Delivery of Birmingham and the region’s largest ever cultural and sporting event
With 6,500 athletes and officials from 72 nations representing 2.5 billion people, the Birmingham 2022 Commonwealth Games are set to be the biggest sporting event in the UK since the London 2012 Olympics. They will also be among the first major multi-sport events with full crowds since the Covid-19 pandemic began.
That underlines the size of the task – and the opportunity – described by local organising committee chief executive Ian Reid in his appearance at the International Sports Convention. Adding to the challenge was the fact that the British city stepped in to host the Games as a late replacement for Durban in 2018, giving it just four years to prepare instead of the usual seven.
According to Reid, that pushed the Birmingham 2022 team to focus on what the people of England’s West Midlands wanted most from the event. A survey of locals has informed a headline strategy which aims to “bring people together”, “improve health and wellbeing”, “help the region grow and succeed”, “be a catalyst for change”, and “put us on the map”. Programmes will champion local communities originating from every nation in the Commonwealth, and ensure people with disabilities and those from LGBTQ+ communities are properly represented.
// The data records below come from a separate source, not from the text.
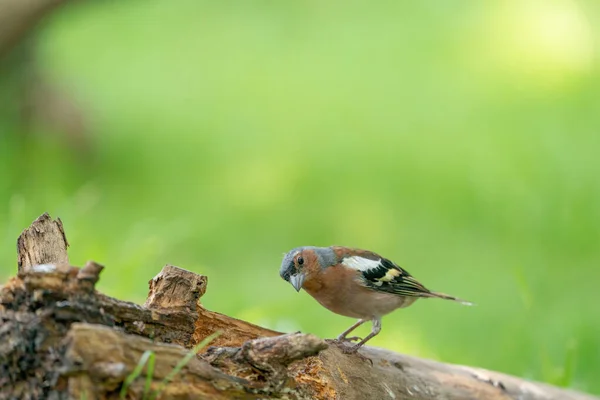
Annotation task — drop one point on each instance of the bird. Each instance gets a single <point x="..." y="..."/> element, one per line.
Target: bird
<point x="354" y="283"/>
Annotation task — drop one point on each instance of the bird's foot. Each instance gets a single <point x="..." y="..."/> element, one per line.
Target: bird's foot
<point x="350" y="339"/>
<point x="347" y="349"/>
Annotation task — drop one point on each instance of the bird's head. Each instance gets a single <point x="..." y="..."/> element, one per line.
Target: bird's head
<point x="302" y="262"/>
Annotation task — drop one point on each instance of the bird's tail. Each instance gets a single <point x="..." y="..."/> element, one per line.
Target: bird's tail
<point x="448" y="297"/>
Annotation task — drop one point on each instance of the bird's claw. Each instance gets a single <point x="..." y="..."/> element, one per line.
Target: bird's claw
<point x="350" y="339"/>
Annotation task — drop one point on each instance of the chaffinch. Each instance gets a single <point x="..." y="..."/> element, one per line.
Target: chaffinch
<point x="354" y="283"/>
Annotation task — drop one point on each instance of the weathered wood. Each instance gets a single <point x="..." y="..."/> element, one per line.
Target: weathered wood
<point x="44" y="242"/>
<point x="60" y="338"/>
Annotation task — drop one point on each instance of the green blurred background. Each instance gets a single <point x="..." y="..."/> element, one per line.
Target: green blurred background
<point x="459" y="139"/>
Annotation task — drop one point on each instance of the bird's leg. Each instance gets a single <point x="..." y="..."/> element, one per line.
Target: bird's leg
<point x="342" y="336"/>
<point x="374" y="332"/>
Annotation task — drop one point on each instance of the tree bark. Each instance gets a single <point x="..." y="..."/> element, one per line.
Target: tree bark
<point x="60" y="339"/>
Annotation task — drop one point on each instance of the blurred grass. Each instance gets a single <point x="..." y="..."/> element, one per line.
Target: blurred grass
<point x="459" y="140"/>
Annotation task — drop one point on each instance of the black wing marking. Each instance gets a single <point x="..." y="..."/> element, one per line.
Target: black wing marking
<point x="390" y="278"/>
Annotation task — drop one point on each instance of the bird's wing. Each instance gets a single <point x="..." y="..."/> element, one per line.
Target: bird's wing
<point x="383" y="275"/>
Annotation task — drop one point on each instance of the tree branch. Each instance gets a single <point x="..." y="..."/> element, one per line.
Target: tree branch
<point x="60" y="338"/>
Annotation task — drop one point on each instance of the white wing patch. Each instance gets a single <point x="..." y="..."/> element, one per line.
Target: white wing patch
<point x="361" y="263"/>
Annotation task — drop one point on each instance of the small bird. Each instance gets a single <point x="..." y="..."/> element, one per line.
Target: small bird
<point x="354" y="283"/>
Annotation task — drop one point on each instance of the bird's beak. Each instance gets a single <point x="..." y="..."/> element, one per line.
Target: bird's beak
<point x="297" y="281"/>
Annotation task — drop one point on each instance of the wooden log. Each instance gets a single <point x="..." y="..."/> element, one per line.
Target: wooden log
<point x="44" y="242"/>
<point x="60" y="338"/>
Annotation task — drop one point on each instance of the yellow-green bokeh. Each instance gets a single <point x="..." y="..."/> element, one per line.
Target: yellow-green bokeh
<point x="459" y="139"/>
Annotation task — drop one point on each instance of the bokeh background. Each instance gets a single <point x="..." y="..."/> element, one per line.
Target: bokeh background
<point x="460" y="139"/>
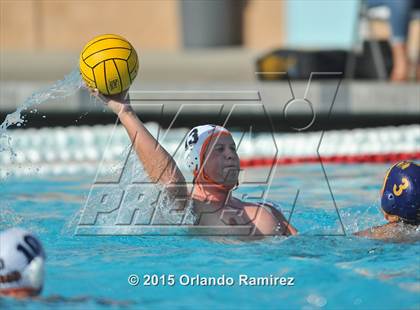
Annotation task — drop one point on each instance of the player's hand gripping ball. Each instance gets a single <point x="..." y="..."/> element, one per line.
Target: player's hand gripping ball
<point x="109" y="63"/>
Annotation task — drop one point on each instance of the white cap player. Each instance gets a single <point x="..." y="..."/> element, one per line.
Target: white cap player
<point x="21" y="263"/>
<point x="196" y="143"/>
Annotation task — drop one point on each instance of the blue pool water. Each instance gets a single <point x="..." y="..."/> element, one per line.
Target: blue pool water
<point x="331" y="269"/>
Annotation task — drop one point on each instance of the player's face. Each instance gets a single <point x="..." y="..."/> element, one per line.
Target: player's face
<point x="221" y="162"/>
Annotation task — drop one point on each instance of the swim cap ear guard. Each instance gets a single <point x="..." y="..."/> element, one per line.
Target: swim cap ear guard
<point x="401" y="192"/>
<point x="194" y="143"/>
<point x="21" y="261"/>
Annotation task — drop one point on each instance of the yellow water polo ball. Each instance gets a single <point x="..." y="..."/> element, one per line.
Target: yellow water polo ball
<point x="109" y="63"/>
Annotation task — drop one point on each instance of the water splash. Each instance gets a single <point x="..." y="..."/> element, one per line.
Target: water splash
<point x="61" y="89"/>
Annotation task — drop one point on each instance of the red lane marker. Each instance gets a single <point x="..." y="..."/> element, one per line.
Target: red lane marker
<point x="341" y="159"/>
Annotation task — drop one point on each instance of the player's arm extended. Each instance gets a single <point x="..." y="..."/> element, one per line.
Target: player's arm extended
<point x="157" y="162"/>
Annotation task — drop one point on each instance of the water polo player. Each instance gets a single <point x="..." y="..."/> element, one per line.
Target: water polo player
<point x="400" y="202"/>
<point x="211" y="156"/>
<point x="21" y="264"/>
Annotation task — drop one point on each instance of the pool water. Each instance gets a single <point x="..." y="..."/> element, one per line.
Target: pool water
<point x="331" y="268"/>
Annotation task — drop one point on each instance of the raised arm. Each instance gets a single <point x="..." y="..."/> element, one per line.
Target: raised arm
<point x="157" y="162"/>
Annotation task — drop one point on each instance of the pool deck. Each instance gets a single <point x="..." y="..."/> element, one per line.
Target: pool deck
<point x="198" y="82"/>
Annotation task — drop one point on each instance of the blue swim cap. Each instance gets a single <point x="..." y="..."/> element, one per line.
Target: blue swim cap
<point x="401" y="192"/>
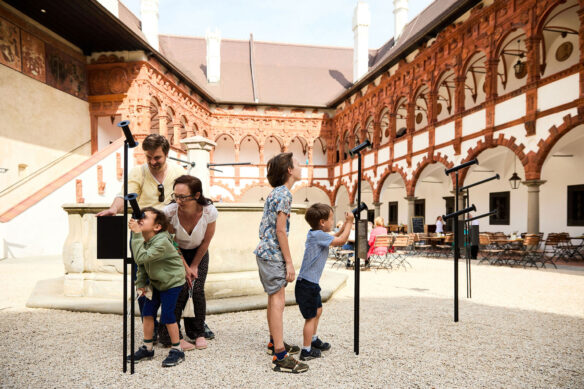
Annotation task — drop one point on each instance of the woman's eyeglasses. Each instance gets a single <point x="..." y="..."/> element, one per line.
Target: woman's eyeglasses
<point x="181" y="197"/>
<point x="161" y="193"/>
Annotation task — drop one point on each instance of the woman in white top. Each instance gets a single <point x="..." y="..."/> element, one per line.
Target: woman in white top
<point x="192" y="219"/>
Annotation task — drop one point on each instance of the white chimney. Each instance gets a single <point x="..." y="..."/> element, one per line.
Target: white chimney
<point x="213" y="55"/>
<point x="400" y="12"/>
<point x="361" y="19"/>
<point x="112" y="6"/>
<point x="149" y="16"/>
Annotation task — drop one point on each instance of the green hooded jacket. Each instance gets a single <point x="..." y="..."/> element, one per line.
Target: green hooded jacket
<point x="157" y="261"/>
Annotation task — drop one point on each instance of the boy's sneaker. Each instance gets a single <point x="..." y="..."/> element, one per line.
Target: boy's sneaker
<point x="208" y="333"/>
<point x="308" y="355"/>
<point x="319" y="344"/>
<point x="290" y="348"/>
<point x="142" y="354"/>
<point x="288" y="365"/>
<point x="174" y="358"/>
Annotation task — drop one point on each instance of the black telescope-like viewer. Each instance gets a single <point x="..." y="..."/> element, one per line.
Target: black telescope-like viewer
<point x="136" y="211"/>
<point x="472" y="208"/>
<point x="359" y="209"/>
<point x="360" y="147"/>
<point x="125" y="125"/>
<point x="461" y="166"/>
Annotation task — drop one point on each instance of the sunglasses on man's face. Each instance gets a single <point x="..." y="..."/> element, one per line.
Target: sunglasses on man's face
<point x="161" y="193"/>
<point x="176" y="197"/>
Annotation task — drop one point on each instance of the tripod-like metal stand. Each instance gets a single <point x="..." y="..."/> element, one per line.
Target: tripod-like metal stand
<point x="357" y="150"/>
<point x="129" y="142"/>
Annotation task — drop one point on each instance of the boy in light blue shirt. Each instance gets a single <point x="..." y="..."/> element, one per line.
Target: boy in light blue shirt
<point x="307" y="291"/>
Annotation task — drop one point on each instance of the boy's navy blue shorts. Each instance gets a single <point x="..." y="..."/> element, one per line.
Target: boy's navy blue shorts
<point x="168" y="300"/>
<point x="308" y="298"/>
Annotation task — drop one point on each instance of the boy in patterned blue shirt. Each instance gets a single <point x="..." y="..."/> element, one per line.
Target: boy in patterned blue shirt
<point x="307" y="291"/>
<point x="274" y="260"/>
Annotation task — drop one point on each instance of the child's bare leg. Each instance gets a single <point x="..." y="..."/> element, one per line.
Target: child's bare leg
<point x="268" y="316"/>
<point x="316" y="320"/>
<point x="276" y="303"/>
<point x="148" y="326"/>
<point x="309" y="330"/>
<point x="173" y="333"/>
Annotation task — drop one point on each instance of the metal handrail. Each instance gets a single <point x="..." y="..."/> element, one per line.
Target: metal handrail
<point x="29" y="177"/>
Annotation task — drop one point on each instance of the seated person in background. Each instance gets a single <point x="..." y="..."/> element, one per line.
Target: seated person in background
<point x="378" y="230"/>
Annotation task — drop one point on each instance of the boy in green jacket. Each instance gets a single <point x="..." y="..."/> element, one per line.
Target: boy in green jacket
<point x="160" y="265"/>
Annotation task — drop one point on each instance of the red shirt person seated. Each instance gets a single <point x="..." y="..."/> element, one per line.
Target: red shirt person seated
<point x="379" y="229"/>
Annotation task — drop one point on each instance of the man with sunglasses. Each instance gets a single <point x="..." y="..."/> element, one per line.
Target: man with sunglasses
<point x="152" y="181"/>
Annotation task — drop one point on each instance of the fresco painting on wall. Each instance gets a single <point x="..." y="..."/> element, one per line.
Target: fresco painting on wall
<point x="33" y="57"/>
<point x="9" y="44"/>
<point x="66" y="73"/>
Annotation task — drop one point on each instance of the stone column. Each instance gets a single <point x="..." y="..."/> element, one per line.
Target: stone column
<point x="198" y="151"/>
<point x="411" y="211"/>
<point x="162" y="128"/>
<point x="236" y="171"/>
<point x="176" y="128"/>
<point x="533" y="205"/>
<point x="377" y="206"/>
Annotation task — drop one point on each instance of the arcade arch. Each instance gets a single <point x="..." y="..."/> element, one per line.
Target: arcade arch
<point x="559" y="172"/>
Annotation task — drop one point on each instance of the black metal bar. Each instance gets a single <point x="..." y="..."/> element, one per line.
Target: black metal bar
<point x="182" y="160"/>
<point x="132" y="313"/>
<point x="467" y="248"/>
<point x="125" y="309"/>
<point x="481" y="216"/>
<point x="228" y="164"/>
<point x="472" y="208"/>
<point x="456" y="251"/>
<point x="357" y="261"/>
<point x="461" y="166"/>
<point x="495" y="177"/>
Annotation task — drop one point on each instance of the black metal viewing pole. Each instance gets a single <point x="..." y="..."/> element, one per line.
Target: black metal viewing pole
<point x="456" y="253"/>
<point x="125" y="260"/>
<point x="129" y="142"/>
<point x="357" y="150"/>
<point x="467" y="226"/>
<point x="456" y="214"/>
<point x="357" y="260"/>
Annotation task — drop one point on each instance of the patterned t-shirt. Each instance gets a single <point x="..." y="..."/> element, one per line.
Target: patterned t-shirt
<point x="279" y="200"/>
<point x="315" y="255"/>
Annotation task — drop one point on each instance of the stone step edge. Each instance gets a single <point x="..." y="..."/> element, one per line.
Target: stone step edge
<point x="48" y="294"/>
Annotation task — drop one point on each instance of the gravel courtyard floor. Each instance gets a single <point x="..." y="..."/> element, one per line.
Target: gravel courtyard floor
<point x="522" y="328"/>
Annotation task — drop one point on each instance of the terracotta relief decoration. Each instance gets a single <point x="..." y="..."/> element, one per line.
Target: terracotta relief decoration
<point x="66" y="73"/>
<point x="9" y="44"/>
<point x="33" y="57"/>
<point x="564" y="51"/>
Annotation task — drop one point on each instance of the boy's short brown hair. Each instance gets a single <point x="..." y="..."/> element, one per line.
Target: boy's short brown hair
<point x="278" y="169"/>
<point x="154" y="141"/>
<point x="317" y="212"/>
<point x="160" y="218"/>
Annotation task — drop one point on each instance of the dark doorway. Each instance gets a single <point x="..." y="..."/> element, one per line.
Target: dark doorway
<point x="449" y="205"/>
<point x="370" y="215"/>
<point x="392" y="216"/>
<point x="420" y="208"/>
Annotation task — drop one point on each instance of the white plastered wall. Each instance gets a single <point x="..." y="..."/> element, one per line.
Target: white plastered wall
<point x="38" y="124"/>
<point x="559" y="171"/>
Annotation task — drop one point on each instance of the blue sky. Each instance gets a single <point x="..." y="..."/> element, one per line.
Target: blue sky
<point x="312" y="22"/>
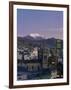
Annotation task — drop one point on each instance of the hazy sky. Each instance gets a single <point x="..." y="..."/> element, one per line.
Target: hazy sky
<point x="44" y="22"/>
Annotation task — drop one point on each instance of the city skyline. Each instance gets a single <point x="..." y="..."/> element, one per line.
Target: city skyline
<point x="43" y="22"/>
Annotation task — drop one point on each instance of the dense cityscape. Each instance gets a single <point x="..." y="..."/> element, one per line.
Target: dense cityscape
<point x="39" y="58"/>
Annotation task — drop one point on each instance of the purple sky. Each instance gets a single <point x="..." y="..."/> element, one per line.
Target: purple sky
<point x="44" y="22"/>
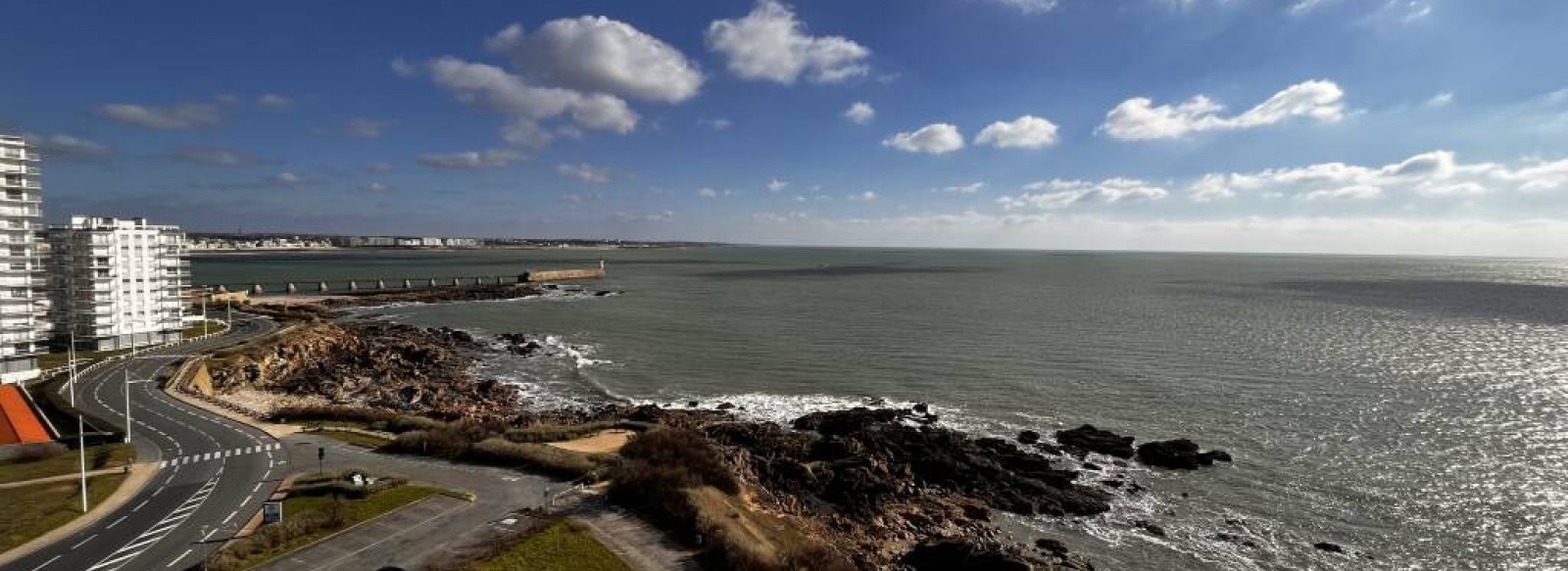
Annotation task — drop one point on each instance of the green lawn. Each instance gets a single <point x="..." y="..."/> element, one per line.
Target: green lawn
<point x="355" y="438"/>
<point x="559" y="547"/>
<point x="196" y="330"/>
<point x="35" y="510"/>
<point x="99" y="456"/>
<point x="57" y="357"/>
<point x="357" y="511"/>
19 sports and eight para-sports will be part of the biggest Commonwealth Games programme, with more medals on offer for women than men. Meanwhile, Birmingham 2022 has pledged to be the first carbon-neutral Games, with plans to leverage electric vehicle fleets, biofuel alternatives, and public and self-powered transport. Legacy initiatives will see forests planted across the region.
Delivery is expected on time and on budget, with plans to create points of contact with people throughout the West Midlands. As well as major venues in Birmingham, sport will take place in the city centre and beyond. Adaptations have led to the use of three athletes’ villages – at the University of Birmingham, the University of Warwick, and the National Exhibition Centre. That has the advantage of reducing environmental impact but does create some logistical challenges for visiting teams that will require attention.
1.1 million of 1.7 million available tickets have now been sold, with the remaining inventory mostly in large-venue team sports. The Birmingham 2022 festival launched in mid-March – featuring performers who will be participating in the opening ceremony – with the ambition of reaching 2.5 million people. Steven Knight – creator of the BBC’s Birmingham-set cultural phenomenon Peaky Blinders – will direct the opening and ceremonies.
Major venues including the aquatics centre are set for conversion to community use soon after the Games, while training programmes are providing skills to local people that they can use after the event. Recruitment is underway for 40,000 Games-time jobs, with 6,000 ring-fenced for those not in work or education. The city is looking to previous host Gold Coast’s £1 billion economic impact as cause for confidence.
Three sites in Birmingham and seven others in the region have been earmarked as for live big-screen viewing but the Games will also have its sights set elsewhere in the Commonwealth. The Queen’s Baton Relay has been on its “interesting journey” since October, with local teams pressed into service due to limits on international travel.
The digital programme will hit another level as the Games approach. There have been 2.2 million users on the official website in the past year, a number set to jump to an anticipated ten million per day during the event. The test for the Commonwealth Games Federation, which has designed legacy projects around smaller and island states, will be to enlist its partners to capitalise on that intense burst of quadrennial interest.